KATASUKABUMI.com – Puluhan massa aksi yang tergabung dalam Forum Komunikasi dan Diskusi Mahasiswa (FKDM) Sukabumi menggelar aksi unjuk rasa di depan Kantor Balai Kota Sukabumi, pada Kamis (12/2). Kali ini, massa aksi menyampaikan beberapa aspirasi yang berkaitan dengan kebijakan-kebijakan Wali Kota Sukabumi, H. Ayep Zaki, terutama berkaitan dengan rangkap jabatan.
Namun sayangnya, dalam aksi unjuk rasa yang dilakukan massa aksi ini mereka menerima kecewa, bahkan tidak membuahkan hasil dari apa yang mereka aspirasikan. Pasalnya, Wali Kota Sukabumi, H. Ayep Zaki, tidak kunjung menemui massa aksi.
Ketua FKDM Sukabumi, Taopik Ismail, mengatakan berkaitan dengan seseorang yang merangkap jabatan itu merupakan seseorang non ASN yang bukan bagian dari Pemerintah Kota Sukabumi. Namun disisi lain non ASN itu menjabat di beberapa BLUD, BUMD, bahkan Ketua TKPP Kota Sukabumi
“Nah kemudian sekaitan dengan mekanisme pemilihan, disitu harus ada pansel, disitu pansel tidak ada, dipublikasi ke media ternyata dipublikasi ke media juga tidak ada. Jadi bermain tunjuk saja oleh Wali Kota Sukabumi,” ujar Taopik kepada awak media.
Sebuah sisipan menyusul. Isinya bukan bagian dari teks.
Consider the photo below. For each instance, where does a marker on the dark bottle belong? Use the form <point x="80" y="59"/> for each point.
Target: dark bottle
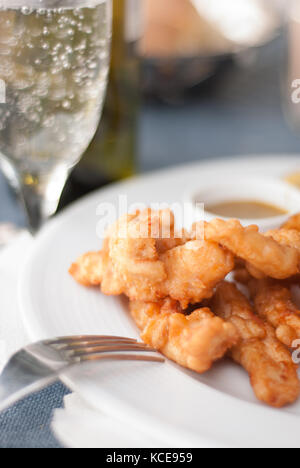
<point x="112" y="155"/>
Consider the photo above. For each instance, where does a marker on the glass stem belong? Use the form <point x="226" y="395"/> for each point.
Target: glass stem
<point x="40" y="194"/>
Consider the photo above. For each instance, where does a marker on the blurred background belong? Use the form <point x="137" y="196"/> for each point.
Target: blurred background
<point x="190" y="80"/>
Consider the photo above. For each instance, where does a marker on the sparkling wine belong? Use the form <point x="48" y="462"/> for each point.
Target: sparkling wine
<point x="54" y="63"/>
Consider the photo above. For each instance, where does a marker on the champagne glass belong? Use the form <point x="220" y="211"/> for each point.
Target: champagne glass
<point x="54" y="61"/>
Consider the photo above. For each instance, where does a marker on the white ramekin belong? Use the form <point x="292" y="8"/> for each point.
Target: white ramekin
<point x="237" y="188"/>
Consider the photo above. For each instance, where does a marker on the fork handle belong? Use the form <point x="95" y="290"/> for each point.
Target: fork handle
<point x="16" y="384"/>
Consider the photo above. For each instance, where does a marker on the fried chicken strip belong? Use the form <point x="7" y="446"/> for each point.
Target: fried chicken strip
<point x="88" y="269"/>
<point x="263" y="254"/>
<point x="272" y="372"/>
<point x="195" y="341"/>
<point x="273" y="302"/>
<point x="149" y="269"/>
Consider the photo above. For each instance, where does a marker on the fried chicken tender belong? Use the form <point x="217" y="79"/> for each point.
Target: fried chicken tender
<point x="272" y="372"/>
<point x="149" y="268"/>
<point x="273" y="302"/>
<point x="289" y="237"/>
<point x="293" y="223"/>
<point x="195" y="341"/>
<point x="88" y="270"/>
<point x="264" y="256"/>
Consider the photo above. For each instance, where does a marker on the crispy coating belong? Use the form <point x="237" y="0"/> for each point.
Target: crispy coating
<point x="263" y="254"/>
<point x="194" y="341"/>
<point x="289" y="237"/>
<point x="293" y="223"/>
<point x="146" y="269"/>
<point x="88" y="270"/>
<point x="272" y="372"/>
<point x="273" y="302"/>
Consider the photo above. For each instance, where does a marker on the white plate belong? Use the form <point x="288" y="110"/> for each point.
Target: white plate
<point x="177" y="406"/>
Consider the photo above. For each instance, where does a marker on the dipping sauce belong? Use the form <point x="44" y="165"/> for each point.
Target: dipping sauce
<point x="245" y="209"/>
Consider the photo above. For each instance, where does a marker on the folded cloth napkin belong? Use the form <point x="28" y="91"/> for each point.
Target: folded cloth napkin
<point x="78" y="424"/>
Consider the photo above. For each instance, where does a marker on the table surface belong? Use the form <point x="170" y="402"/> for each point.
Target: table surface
<point x="240" y="113"/>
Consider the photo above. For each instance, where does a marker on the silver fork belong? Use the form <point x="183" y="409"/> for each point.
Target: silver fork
<point x="40" y="364"/>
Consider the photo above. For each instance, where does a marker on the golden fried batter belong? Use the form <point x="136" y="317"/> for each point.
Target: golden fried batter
<point x="194" y="341"/>
<point x="88" y="270"/>
<point x="272" y="372"/>
<point x="293" y="223"/>
<point x="289" y="237"/>
<point x="263" y="254"/>
<point x="273" y="302"/>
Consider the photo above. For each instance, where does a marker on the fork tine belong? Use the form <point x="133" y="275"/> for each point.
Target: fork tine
<point x="88" y="338"/>
<point x="109" y="348"/>
<point x="117" y="357"/>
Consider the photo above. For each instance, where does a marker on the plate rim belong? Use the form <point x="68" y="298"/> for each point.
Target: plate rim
<point x="55" y="224"/>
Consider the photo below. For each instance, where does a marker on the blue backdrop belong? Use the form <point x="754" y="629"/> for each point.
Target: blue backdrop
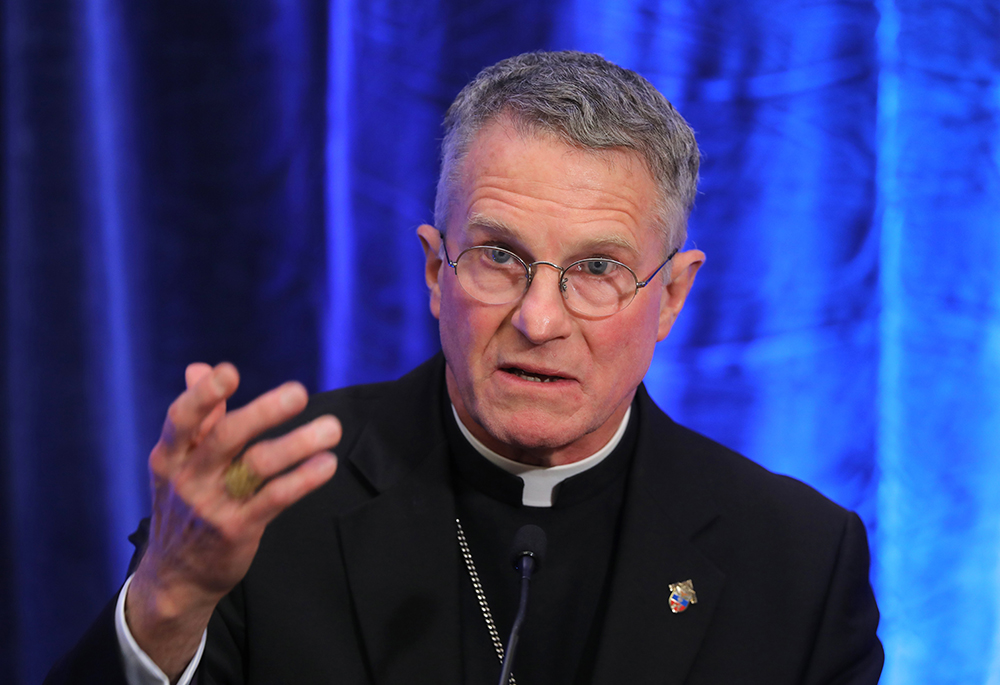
<point x="213" y="180"/>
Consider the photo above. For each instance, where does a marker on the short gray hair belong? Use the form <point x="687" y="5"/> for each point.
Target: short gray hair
<point x="585" y="101"/>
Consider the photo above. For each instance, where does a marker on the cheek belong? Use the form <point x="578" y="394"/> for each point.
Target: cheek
<point x="466" y="328"/>
<point x="625" y="346"/>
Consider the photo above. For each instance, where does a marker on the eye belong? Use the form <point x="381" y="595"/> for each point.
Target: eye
<point x="498" y="256"/>
<point x="598" y="267"/>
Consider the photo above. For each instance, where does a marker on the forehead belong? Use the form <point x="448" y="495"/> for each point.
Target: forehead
<point x="536" y="186"/>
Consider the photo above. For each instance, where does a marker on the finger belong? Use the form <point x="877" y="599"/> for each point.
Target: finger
<point x="285" y="490"/>
<point x="237" y="427"/>
<point x="192" y="374"/>
<point x="193" y="406"/>
<point x="274" y="456"/>
<point x="195" y="372"/>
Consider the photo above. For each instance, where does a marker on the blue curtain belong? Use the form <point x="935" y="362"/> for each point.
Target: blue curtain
<point x="210" y="180"/>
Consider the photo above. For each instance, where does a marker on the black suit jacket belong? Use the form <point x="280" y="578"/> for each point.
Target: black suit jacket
<point x="359" y="582"/>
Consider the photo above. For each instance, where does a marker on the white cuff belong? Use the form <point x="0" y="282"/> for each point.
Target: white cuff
<point x="139" y="668"/>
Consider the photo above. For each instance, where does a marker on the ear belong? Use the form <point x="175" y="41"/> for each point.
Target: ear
<point x="430" y="240"/>
<point x="684" y="267"/>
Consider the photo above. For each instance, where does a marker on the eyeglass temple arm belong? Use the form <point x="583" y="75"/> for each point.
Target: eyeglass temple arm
<point x="643" y="284"/>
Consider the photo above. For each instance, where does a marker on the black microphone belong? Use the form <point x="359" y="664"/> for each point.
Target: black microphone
<point x="526" y="555"/>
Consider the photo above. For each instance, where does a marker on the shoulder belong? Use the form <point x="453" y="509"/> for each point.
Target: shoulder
<point x="738" y="511"/>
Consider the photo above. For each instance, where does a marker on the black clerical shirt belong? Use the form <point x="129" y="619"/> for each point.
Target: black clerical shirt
<point x="569" y="593"/>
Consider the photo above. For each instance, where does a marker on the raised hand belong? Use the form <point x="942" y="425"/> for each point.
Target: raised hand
<point x="202" y="538"/>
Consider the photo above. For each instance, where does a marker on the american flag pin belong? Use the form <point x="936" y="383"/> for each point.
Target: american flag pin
<point x="682" y="596"/>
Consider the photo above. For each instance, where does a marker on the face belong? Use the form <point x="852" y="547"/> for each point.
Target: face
<point x="531" y="380"/>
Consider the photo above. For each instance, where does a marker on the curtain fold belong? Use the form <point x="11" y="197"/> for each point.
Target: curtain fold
<point x="206" y="181"/>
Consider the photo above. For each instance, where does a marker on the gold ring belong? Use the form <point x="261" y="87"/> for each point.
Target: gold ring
<point x="241" y="480"/>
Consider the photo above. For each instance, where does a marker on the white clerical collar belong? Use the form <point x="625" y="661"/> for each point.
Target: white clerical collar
<point x="539" y="481"/>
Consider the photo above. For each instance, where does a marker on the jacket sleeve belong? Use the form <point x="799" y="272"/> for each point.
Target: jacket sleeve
<point x="847" y="650"/>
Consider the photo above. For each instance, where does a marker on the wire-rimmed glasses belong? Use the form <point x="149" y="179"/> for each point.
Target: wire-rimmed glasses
<point x="596" y="287"/>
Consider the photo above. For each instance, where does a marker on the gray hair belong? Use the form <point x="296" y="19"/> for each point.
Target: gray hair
<point x="585" y="101"/>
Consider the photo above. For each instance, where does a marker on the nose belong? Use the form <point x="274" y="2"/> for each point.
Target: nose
<point x="541" y="314"/>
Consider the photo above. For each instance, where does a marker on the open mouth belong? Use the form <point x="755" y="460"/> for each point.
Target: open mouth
<point x="536" y="377"/>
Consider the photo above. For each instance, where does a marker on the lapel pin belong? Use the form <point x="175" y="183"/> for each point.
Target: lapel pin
<point x="682" y="596"/>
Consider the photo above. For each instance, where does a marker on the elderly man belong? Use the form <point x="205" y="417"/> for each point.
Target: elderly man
<point x="556" y="265"/>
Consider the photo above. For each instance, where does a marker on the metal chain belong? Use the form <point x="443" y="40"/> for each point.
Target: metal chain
<point x="480" y="595"/>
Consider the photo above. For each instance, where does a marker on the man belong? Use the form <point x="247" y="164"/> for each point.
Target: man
<point x="555" y="267"/>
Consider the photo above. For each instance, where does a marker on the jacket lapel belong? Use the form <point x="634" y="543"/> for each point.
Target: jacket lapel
<point x="642" y="640"/>
<point x="401" y="558"/>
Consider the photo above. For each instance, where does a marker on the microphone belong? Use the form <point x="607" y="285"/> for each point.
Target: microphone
<point x="526" y="555"/>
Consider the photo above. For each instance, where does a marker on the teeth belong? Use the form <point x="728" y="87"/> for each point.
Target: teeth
<point x="532" y="377"/>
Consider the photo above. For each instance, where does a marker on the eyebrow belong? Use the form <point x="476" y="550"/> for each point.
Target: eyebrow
<point x="503" y="230"/>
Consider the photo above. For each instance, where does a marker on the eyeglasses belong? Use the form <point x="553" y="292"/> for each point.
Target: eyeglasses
<point x="592" y="288"/>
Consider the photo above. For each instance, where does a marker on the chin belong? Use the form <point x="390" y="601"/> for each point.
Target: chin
<point x="533" y="433"/>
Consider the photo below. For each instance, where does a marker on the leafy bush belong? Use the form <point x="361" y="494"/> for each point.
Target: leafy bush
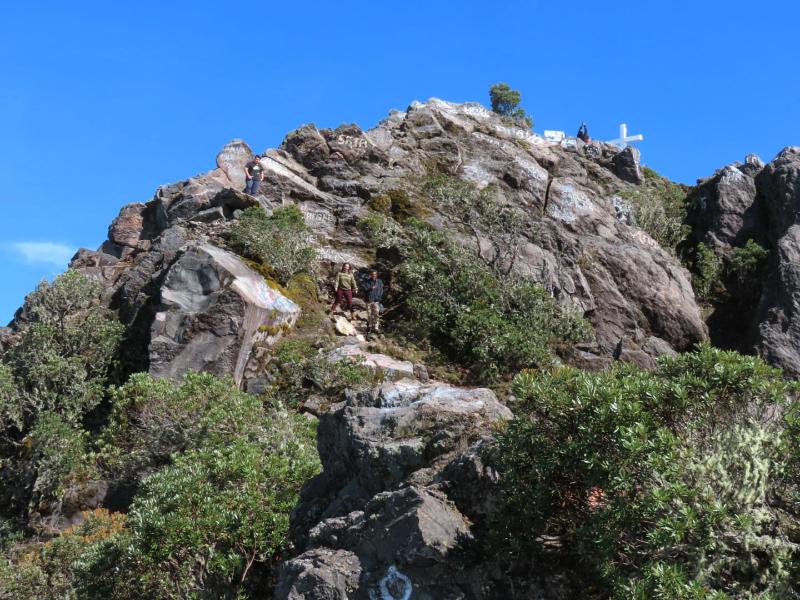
<point x="59" y="457"/>
<point x="382" y="231"/>
<point x="73" y="565"/>
<point x="279" y="240"/>
<point x="152" y="419"/>
<point x="745" y="262"/>
<point x="11" y="411"/>
<point x="658" y="207"/>
<point x="298" y="369"/>
<point x="505" y="102"/>
<point x="63" y="358"/>
<point x="662" y="484"/>
<point x="706" y="273"/>
<point x="494" y="325"/>
<point x="483" y="214"/>
<point x="209" y="524"/>
<point x="198" y="527"/>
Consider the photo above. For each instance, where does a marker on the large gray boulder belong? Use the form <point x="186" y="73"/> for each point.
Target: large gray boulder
<point x="778" y="315"/>
<point x="232" y="159"/>
<point x="379" y="514"/>
<point x="627" y="165"/>
<point x="213" y="308"/>
<point x="723" y="211"/>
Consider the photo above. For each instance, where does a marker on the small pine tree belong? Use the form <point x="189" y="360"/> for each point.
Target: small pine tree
<point x="505" y="102"/>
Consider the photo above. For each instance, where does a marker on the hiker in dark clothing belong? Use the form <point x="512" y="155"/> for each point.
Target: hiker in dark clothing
<point x="254" y="175"/>
<point x="374" y="290"/>
<point x="345" y="286"/>
<point x="583" y="133"/>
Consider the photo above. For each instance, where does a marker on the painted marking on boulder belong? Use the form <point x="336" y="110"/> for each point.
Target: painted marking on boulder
<point x="624" y="138"/>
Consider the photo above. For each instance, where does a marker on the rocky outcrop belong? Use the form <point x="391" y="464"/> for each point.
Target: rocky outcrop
<point x="752" y="201"/>
<point x="213" y="308"/>
<point x="577" y="243"/>
<point x="723" y="210"/>
<point x="778" y="315"/>
<point x="627" y="165"/>
<point x="398" y="495"/>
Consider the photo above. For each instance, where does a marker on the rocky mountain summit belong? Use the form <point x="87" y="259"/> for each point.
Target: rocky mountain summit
<point x="407" y="485"/>
<point x="577" y="241"/>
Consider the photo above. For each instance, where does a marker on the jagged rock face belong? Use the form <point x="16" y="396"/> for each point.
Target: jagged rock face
<point x="576" y="246"/>
<point x="399" y="489"/>
<point x="778" y="315"/>
<point x="626" y="165"/>
<point x="750" y="201"/>
<point x="723" y="210"/>
<point x="214" y="308"/>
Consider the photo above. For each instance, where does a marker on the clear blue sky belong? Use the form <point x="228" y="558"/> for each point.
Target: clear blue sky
<point x="101" y="102"/>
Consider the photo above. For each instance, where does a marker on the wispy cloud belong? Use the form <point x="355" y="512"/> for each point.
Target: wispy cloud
<point x="50" y="253"/>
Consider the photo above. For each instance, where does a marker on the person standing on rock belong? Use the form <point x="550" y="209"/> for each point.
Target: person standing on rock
<point x="345" y="286"/>
<point x="583" y="133"/>
<point x="254" y="175"/>
<point x="374" y="290"/>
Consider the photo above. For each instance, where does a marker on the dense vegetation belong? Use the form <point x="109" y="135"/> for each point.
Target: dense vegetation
<point x="505" y="102"/>
<point x="677" y="483"/>
<point x="279" y="241"/>
<point x="658" y="207"/>
<point x="680" y="483"/>
<point x="211" y="473"/>
<point x="464" y="301"/>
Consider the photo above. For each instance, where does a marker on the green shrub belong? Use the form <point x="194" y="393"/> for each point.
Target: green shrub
<point x="279" y="240"/>
<point x="152" y="419"/>
<point x="505" y="102"/>
<point x="209" y="524"/>
<point x="71" y="566"/>
<point x="662" y="484"/>
<point x="197" y="528"/>
<point x="298" y="369"/>
<point x="745" y="262"/>
<point x="64" y="356"/>
<point x="483" y="214"/>
<point x="11" y="411"/>
<point x="706" y="273"/>
<point x="492" y="324"/>
<point x="658" y="207"/>
<point x="58" y="455"/>
<point x="380" y="230"/>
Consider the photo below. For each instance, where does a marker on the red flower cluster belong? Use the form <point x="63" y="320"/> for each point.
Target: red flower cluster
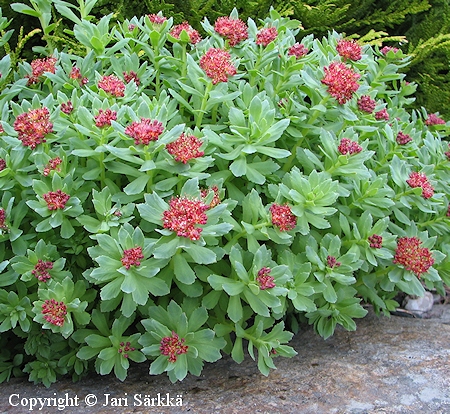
<point x="40" y="270"/>
<point x="172" y="346"/>
<point x="185" y="148"/>
<point x="216" y="197"/>
<point x="349" y="147"/>
<point x="433" y="119"/>
<point x="52" y="166"/>
<point x="366" y="104"/>
<point x="264" y="279"/>
<point x="234" y="30"/>
<point x="417" y="179"/>
<point x="67" y="107"/>
<point x="183" y="215"/>
<point x="130" y="76"/>
<point x="112" y="85"/>
<point x="194" y="36"/>
<point x="155" y="19"/>
<point x="341" y="81"/>
<point x="403" y="139"/>
<point x="56" y="199"/>
<point x="145" y="131"/>
<point x="282" y="217"/>
<point x="266" y="35"/>
<point x="413" y="257"/>
<point x="217" y="65"/>
<point x="298" y="50"/>
<point x="105" y="117"/>
<point x="54" y="312"/>
<point x="349" y="49"/>
<point x="75" y="73"/>
<point x="132" y="257"/>
<point x="375" y="241"/>
<point x="39" y="67"/>
<point x="33" y="126"/>
<point x="125" y="348"/>
<point x="332" y="262"/>
<point x="383" y="114"/>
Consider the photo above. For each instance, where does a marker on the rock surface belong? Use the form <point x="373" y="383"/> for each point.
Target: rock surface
<point x="389" y="365"/>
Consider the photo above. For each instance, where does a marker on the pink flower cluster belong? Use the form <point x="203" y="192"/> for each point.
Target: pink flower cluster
<point x="298" y="50"/>
<point x="266" y="35"/>
<point x="39" y="67"/>
<point x="349" y="49"/>
<point x="124" y="348"/>
<point x="172" y="346"/>
<point x="132" y="257"/>
<point x="56" y="199"/>
<point x="185" y="148"/>
<point x="433" y="119"/>
<point x="145" y="131"/>
<point x="105" y="117"/>
<point x="366" y="104"/>
<point x="341" y="81"/>
<point x="183" y="215"/>
<point x="332" y="262"/>
<point x="349" y="147"/>
<point x="417" y="179"/>
<point x="412" y="256"/>
<point x="41" y="269"/>
<point x="52" y="165"/>
<point x="54" y="312"/>
<point x="376" y="241"/>
<point x="33" y="126"/>
<point x="264" y="279"/>
<point x="194" y="36"/>
<point x="403" y="138"/>
<point x="282" y="217"/>
<point x="234" y="30"/>
<point x="217" y="65"/>
<point x="112" y="85"/>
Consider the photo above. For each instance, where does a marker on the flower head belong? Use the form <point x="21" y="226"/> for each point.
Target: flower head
<point x="412" y="256"/>
<point x="298" y="50"/>
<point x="282" y="217"/>
<point x="183" y="215"/>
<point x="433" y="119"/>
<point x="332" y="262"/>
<point x="366" y="104"/>
<point x="266" y="35"/>
<point x="341" y="81"/>
<point x="185" y="148"/>
<point x="112" y="85"/>
<point x="375" y="241"/>
<point x="33" y="126"/>
<point x="145" y="131"/>
<point x="172" y="346"/>
<point x="264" y="279"/>
<point x="417" y="179"/>
<point x="56" y="199"/>
<point x="105" y="117"/>
<point x="383" y="114"/>
<point x="349" y="49"/>
<point x="52" y="165"/>
<point x="403" y="138"/>
<point x="41" y="269"/>
<point x="132" y="257"/>
<point x="54" y="312"/>
<point x="349" y="147"/>
<point x="39" y="67"/>
<point x="234" y="30"/>
<point x="217" y="65"/>
<point x="194" y="36"/>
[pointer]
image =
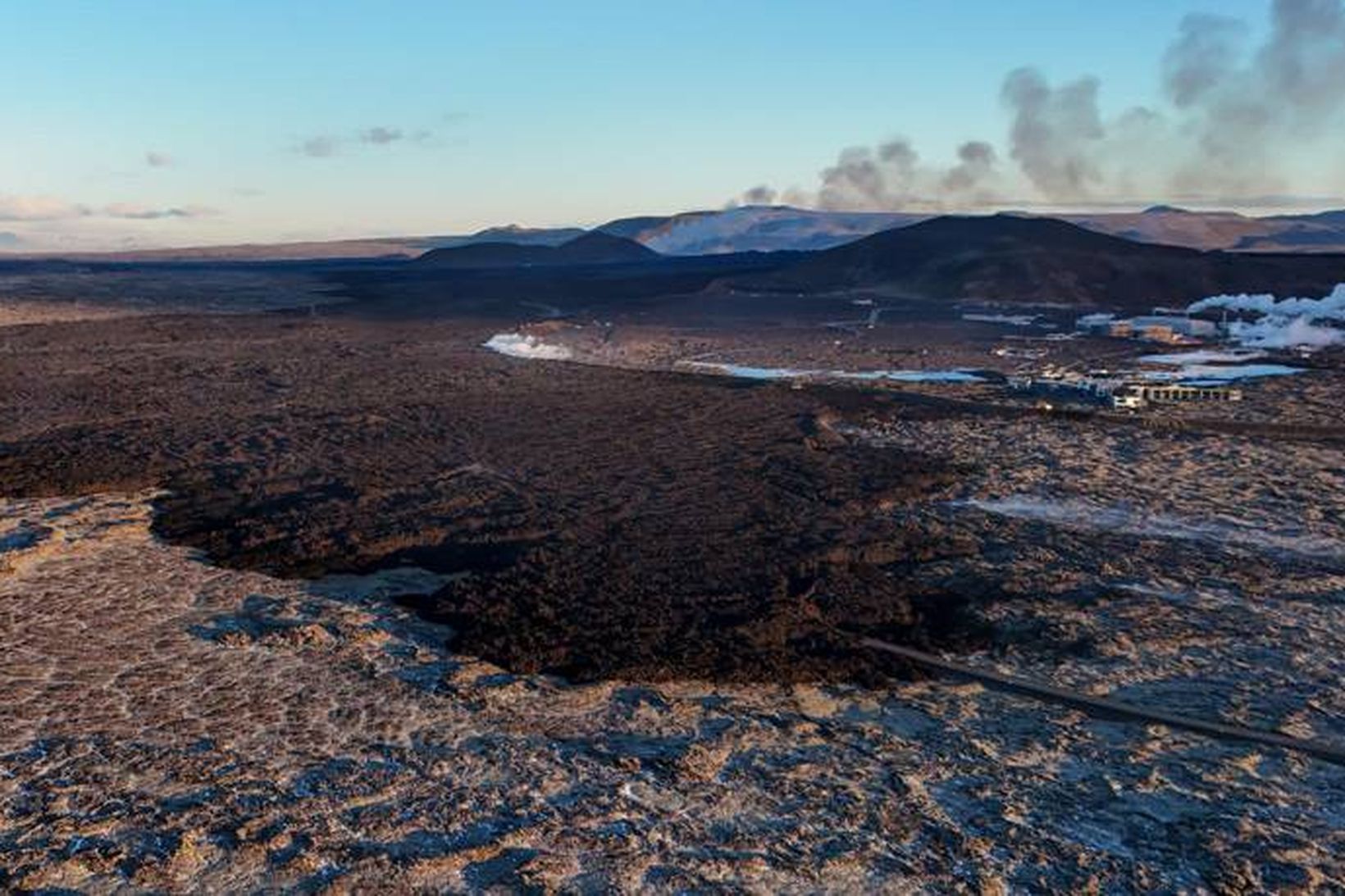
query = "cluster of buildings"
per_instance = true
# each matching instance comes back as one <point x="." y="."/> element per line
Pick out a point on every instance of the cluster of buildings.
<point x="1118" y="390"/>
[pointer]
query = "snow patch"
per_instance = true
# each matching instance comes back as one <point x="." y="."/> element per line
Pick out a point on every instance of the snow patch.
<point x="521" y="346"/>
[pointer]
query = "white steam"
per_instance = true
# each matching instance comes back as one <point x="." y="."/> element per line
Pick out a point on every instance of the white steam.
<point x="1283" y="323"/>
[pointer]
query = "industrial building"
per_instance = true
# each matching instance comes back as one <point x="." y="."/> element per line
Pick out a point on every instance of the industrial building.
<point x="1168" y="329"/>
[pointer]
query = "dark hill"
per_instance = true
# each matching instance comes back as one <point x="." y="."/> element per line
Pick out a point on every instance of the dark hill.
<point x="588" y="249"/>
<point x="1046" y="262"/>
<point x="603" y="249"/>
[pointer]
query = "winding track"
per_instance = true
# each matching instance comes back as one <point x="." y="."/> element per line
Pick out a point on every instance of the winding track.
<point x="1117" y="708"/>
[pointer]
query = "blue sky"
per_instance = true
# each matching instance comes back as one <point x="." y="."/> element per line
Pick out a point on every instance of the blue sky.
<point x="132" y="123"/>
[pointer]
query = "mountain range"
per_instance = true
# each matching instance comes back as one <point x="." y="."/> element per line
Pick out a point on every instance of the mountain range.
<point x="1017" y="258"/>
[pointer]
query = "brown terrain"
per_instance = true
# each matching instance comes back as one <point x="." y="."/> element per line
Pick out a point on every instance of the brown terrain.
<point x="319" y="596"/>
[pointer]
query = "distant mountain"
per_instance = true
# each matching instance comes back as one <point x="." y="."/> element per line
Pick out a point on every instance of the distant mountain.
<point x="754" y="229"/>
<point x="1019" y="258"/>
<point x="1322" y="232"/>
<point x="586" y="249"/>
<point x="334" y="249"/>
<point x="518" y="236"/>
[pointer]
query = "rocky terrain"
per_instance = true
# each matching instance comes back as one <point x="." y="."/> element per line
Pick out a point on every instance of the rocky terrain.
<point x="336" y="599"/>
Mengenai batas usia pada saat Ketua FKDM Sukabumi melakukan orasi di depan Balai Kota terhadap non ASN yang merangkap jabatan, Taopik menjelaskan bahwa secara mekanisme, orang yang ditunjuk oleh Wali Kota Sukabumi ini tidak memenuhi syarat serta mekanisme sesuai dengan peraturan perundang-undangan, bahkan Perdanya sendiri oleh Wali Kota Sukabumi itu dilanggar.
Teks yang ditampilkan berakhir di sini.